Ingest MQTT Data into MongoDB
MongoDB, a leading NoSQL database, is renowned for its flexibility in schema design, scalability, and capacity to store large volumes of structured and semi-structured data. By integrating EMQX Platform with MongoDB, users can efficiently ingest MQTT messages and client events directly into MongoDB. This facilitates long-term series data storage and advanced querying capabilities within MongoDB. The integration ensures a single-directional flow, where MQTT messages from EMQX Platform are written into the MongoDB database. This powerful combination is a solid foundation for businesses looking to manage their IoT data effectively.
This page provides a comprehensive introduction to the data integration between EMQX Platform and MongoDB with practical instructions on creating and validating the data integration.
How It Works
MongoDB data integration is an out-of-the-box feature in EMQX Platform designed to bridge the gap between MQTT-based IoT data and MongoDB's powerful data storage capabilities. With a built-in rule engine component, the integration simplifies the process of ingesting data from EMQX Platform to MongoDB for storage and management, eliminating the need for complex coding.
The diagram below illustrates a typical architecture of data integration between EMQX and MongoDB.
Ingesting MQTT data into MongoDB works as follows:
- Message publication and reception: IoT devices, whether they are part of connected vehicles, IIoT systems, or energy management platforms, establish successful connections to EMQX Platform through the MQTT protocol and publish MQTT messages to specific topics. When EMQX Platform receives these messages, it initiates the matching process within its rules engine.
- Message data processing: When a message arrives, it passes through the rule engine and is then processed by the rule defined in EMQX Platform. The rules, based on predefined criteria, determine which messages need to be routed to MongoDB. If any rules specify payload transformations, those transformations are applied, such as converting data formats, filtering out specific information, or enriching the payload with additional context.
- Data ingestion into MongoDB: Once the rule engine identifies a message for MongoDB storage, it triggers an action of forwarding the messages to MongoDB. Processed data will be seamlessly written into the collection of the MongoDB database.
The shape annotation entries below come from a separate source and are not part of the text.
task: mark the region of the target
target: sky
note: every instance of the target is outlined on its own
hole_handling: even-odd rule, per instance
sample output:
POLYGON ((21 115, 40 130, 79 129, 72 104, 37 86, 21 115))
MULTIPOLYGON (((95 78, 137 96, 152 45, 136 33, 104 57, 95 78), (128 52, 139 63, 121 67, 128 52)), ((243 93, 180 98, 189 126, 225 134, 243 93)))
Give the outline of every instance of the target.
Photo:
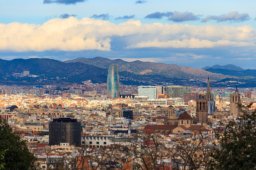
POLYGON ((256 69, 256 1, 9 0, 0 58, 97 56, 256 69))

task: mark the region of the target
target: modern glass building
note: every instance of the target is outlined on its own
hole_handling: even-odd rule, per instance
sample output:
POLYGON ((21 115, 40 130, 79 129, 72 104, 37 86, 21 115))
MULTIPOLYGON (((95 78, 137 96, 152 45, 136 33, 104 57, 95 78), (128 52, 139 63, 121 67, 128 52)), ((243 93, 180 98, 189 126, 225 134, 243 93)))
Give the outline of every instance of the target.
POLYGON ((116 99, 119 97, 119 75, 117 66, 112 64, 109 67, 108 74, 108 98, 116 99))

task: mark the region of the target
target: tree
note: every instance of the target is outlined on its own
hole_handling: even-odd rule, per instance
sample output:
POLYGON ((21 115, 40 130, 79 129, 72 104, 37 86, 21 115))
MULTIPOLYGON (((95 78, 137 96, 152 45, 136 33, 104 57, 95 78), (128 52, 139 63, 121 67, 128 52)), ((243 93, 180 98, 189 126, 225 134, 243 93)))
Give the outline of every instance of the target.
POLYGON ((256 113, 242 110, 244 106, 238 107, 242 113, 240 117, 226 124, 222 122, 224 130, 215 130, 218 142, 210 154, 212 169, 256 169, 256 113))
POLYGON ((35 168, 36 157, 29 151, 27 141, 21 140, 19 135, 14 133, 7 121, 2 118, 0 118, 0 153, 5 151, 0 164, 4 162, 5 169, 35 168))
POLYGON ((211 149, 209 143, 211 139, 200 132, 198 140, 181 140, 178 145, 167 147, 168 154, 179 169, 196 170, 207 169, 209 154, 211 149), (179 159, 178 159, 179 157, 179 159))

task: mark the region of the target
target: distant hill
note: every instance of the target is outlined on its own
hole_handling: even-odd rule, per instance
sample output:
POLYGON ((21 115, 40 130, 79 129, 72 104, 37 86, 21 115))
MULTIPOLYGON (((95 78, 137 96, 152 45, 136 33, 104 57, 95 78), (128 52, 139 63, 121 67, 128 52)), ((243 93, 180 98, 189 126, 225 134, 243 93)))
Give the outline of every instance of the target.
POLYGON ((108 71, 105 69, 80 62, 67 64, 48 59, 0 60, 0 82, 47 84, 53 82, 80 82, 88 79, 105 82, 107 74, 108 71), (30 74, 39 77, 14 76, 15 73, 23 71, 29 71, 30 74))
POLYGON ((65 62, 38 58, 11 61, 0 59, 0 84, 61 86, 73 83, 81 83, 89 80, 94 83, 106 83, 108 70, 112 63, 118 67, 120 83, 125 85, 175 84, 206 87, 205 80, 209 76, 211 87, 232 87, 237 83, 240 87, 256 87, 256 80, 251 77, 256 77, 255 70, 239 72, 214 69, 203 70, 175 64, 138 60, 128 62, 102 57, 82 58, 65 62), (20 73, 23 71, 29 71, 30 74, 36 76, 21 76, 20 73))
POLYGON ((253 76, 256 77, 256 70, 247 69, 237 71, 234 70, 229 70, 227 69, 215 69, 213 68, 210 68, 206 69, 205 71, 212 73, 222 74, 227 75, 228 75, 234 76, 253 76))
POLYGON ((243 71, 244 69, 241 68, 240 67, 236 66, 233 64, 228 64, 224 66, 221 66, 220 65, 215 65, 212 67, 206 66, 202 68, 203 70, 206 70, 207 69, 225 69, 228 70, 234 70, 234 71, 243 71))
MULTIPOLYGON (((120 82, 127 85, 150 85, 172 82, 182 83, 182 80, 162 75, 140 75, 119 71, 120 82)), ((93 83, 106 83, 108 70, 81 62, 66 63, 48 59, 0 59, 0 84, 51 85, 81 83, 91 80, 93 83), (19 76, 29 71, 36 77, 19 76)), ((186 82, 186 81, 185 81, 186 82)))
POLYGON ((213 73, 200 69, 180 66, 175 64, 142 62, 139 60, 128 62, 121 59, 110 60, 97 57, 93 58, 78 58, 64 62, 66 63, 81 62, 105 69, 108 69, 112 64, 115 64, 117 65, 118 71, 120 72, 127 71, 135 74, 155 75, 170 78, 187 80, 207 79, 208 77, 212 80, 216 80, 234 78, 232 76, 213 73))

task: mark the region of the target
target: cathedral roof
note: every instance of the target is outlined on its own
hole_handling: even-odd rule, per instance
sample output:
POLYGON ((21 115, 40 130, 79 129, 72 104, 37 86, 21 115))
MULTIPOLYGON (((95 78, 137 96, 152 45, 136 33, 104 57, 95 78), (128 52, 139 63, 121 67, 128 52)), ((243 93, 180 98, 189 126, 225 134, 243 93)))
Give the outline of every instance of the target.
POLYGON ((192 117, 191 117, 186 111, 178 118, 178 120, 193 120, 193 119, 192 117))

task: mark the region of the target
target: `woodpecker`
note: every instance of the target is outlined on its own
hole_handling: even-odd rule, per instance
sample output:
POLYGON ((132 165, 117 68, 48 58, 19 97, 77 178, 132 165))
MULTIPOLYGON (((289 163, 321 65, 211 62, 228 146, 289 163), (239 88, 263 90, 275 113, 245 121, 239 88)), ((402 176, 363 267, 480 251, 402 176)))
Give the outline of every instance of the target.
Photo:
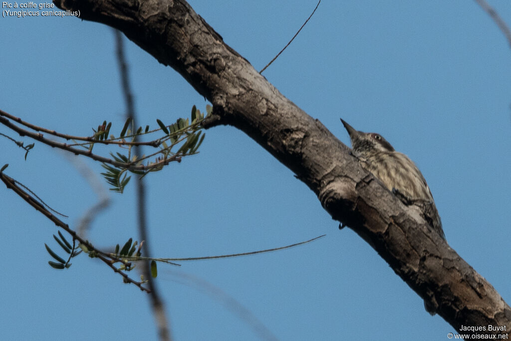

- Data storage and utilization: With the data now stored in MongoDB, businesses can harness its querying power for various use cases. For instance, in the realm of connected vehicles, this stored data can inform fleet management systems about vehicle health, optimize route planning based on real-time metrics, or track assets. Similarly, in IIoT settings, the data might be used to monitor machinery health, forecast maintenance, or optimize production schedules.
By using this integrated system, businesses in sectors like power and energy can continuously monitor grid health, forecast demand, or identify potential outages before they happen. The value derived from the real-time and historical data not only ensures operational efficiency but can also lead to significant cost savings and enhanced customer experiences.
Features and Benefits
The data integration with MongoDB offers a range of features and benefits tailored to ensure effective data handling and storage:
Streamlined IoT Data Management
You can ingest, store, process, and analyze your IoT data all in one place, eliminating the need for complicated integrations and tedious data migrations. Say goodbye to data silos and hello to a unified view of your IoT data.
Real-time Data Processing
EMQX Platform is built for handling real-time data streams, ensuring efficient and reliable data transmission from source systems to MongoDB. It enables organizations to capture and analyze data in real-time, making it ideal for use cases requiring immediate insights and actions.
Flexible MongoDB Connection Options
Whether you operate with a single MongoDB instance or leverage the robustness of a replica set, the data integration offers native support to connect with both configurations, providing businesses with the flexibility to adapt as per their infrastructure needs.
High Performance and Scalability
EMQX's distributed architecture and MongoDB's columnar storage format enable seamless scalability as data volumes increase. This ensures consistent performance and responsiveness, even with large datasets. As your IoT deployments grow, your data storage capabilities can scale with ease.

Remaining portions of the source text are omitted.